Monetary Authority of Singapore Issues AML/CFT Guidelines
Singapore’s central monetary authority issued a new set of guidelines for digital payment token service providers on March 16.
Some countries have been late to the party when it comes to recognizing and regulating digital assets. The first time that Singapore’s central bank issued a framework for the regulation of payment-related activities was on Jan. 28 with the Payment Services Act.
However, the Monetary Authority of Singapore (MAS) still saw the potential risks that digital assets could pose to the economy, such as money laundering and financing terrorism. As part of the effort to address this, the MAS issued a notice on Dec. 5 regarding the ”Prevention of Money Laundering and Countering the Financing of Terrorism”.
The notice detailed anti-money laundering (AML) and countering the financing of terrorisrm (CFT) requirements for digital payment token service providers — including risk assessment and risk mitigation, customer due diligence, reliance on third parties, correspondent accounts and wire transfers, record keeping, suspicious transaction reporting, and internal policies.
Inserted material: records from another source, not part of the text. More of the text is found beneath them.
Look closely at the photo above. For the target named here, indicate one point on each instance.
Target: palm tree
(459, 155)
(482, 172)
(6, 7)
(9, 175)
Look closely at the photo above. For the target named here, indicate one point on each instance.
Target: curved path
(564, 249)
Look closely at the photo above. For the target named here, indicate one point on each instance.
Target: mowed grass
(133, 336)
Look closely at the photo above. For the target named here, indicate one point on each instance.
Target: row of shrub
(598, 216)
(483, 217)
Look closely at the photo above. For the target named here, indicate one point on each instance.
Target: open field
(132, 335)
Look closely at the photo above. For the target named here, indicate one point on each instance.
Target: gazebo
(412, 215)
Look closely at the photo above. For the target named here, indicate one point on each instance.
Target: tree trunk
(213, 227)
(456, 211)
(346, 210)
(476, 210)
New guidelines for digital payment service providers
On March 16, the MAS clarified their previous notice with a new 73-page set of guidelines for digital payment token service providers.
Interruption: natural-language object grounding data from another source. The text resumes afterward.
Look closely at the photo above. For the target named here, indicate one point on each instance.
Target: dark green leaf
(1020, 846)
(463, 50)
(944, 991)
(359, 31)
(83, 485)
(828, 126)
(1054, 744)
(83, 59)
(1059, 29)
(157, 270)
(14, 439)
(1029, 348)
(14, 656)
“Recent rapid technology improvements has [sic] a far-reaching impact, including in the world of payments. Enhancements in financial technology in particular, has opened up new opportunities for faster and more efficient payment methods. However, these new payment methods also give rise to new money laundering (ML), terrorist financing (TF), and proliferation financing (PF) risks.”
In particular, Singapore’s central monetary authority recommends tracing previous transactions of tokens ”as far back as necessary” to determine if there were any suspicious circumstances.
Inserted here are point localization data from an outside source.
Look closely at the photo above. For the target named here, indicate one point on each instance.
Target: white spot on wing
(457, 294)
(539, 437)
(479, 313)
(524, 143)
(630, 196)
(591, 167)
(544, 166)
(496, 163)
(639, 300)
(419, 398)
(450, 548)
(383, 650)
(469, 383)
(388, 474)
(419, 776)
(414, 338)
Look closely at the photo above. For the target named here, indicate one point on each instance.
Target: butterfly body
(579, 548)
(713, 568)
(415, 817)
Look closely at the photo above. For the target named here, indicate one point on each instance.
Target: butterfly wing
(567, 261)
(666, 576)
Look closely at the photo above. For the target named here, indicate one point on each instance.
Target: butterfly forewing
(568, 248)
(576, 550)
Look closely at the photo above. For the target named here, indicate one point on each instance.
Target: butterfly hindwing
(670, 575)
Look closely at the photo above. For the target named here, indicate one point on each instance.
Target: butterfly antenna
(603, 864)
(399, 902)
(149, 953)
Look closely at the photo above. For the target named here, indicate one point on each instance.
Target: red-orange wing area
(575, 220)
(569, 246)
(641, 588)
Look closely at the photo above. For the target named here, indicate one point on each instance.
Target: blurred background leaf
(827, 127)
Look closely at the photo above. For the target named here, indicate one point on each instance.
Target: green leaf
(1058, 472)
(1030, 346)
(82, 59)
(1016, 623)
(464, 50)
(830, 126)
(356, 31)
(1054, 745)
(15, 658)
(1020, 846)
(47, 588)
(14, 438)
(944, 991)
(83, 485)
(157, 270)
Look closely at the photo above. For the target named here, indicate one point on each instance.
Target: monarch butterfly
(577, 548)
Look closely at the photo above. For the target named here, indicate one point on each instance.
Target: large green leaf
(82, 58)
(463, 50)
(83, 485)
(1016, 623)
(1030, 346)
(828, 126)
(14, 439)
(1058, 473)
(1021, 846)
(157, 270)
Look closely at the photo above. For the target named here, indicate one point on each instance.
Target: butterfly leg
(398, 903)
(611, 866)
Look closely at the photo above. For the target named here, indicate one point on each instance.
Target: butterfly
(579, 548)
Singapore’s relationship with digital currency
The MAS has been a good example of a central bank honoring digital currencies while designing a rather benign regulatory framework that does not automatically discriminate against users and service providers.
“MAS’ surveillance suggests that virtual assets activity in Singapore has increased from a low base in recent years. Speculative trading of virtual assets on exchange platforms hit a peak in early 2018 with the rise in virtual assets market capitalisations, although the monthly trading volumes are less than 1% of those on the Singapore Exchange. Initial coin offerings (ICO) also gained popularity as a means for issuers to raise capital.”
Though Singapore’s Payment Services Act recognized “the potential ML/TF risks with regard to virtual assets”, most regulations put forth by the MAS have been characterized by many in the crypto industry as flexible and forward-looking.
Singapore inviting blockchain-based businesses inside
While the country is now actively developing a framework to attract crypto businesses, the MAS acknowledged that they were late to the party, and compromised only a small percentage of digital assets.
“It is also noted that despite Singapore’s FinTech hub status, virtual assets activity in Singapore forms a small portion of global activity, and is not material compared to traditional financial activities in Singapore’s financial system.”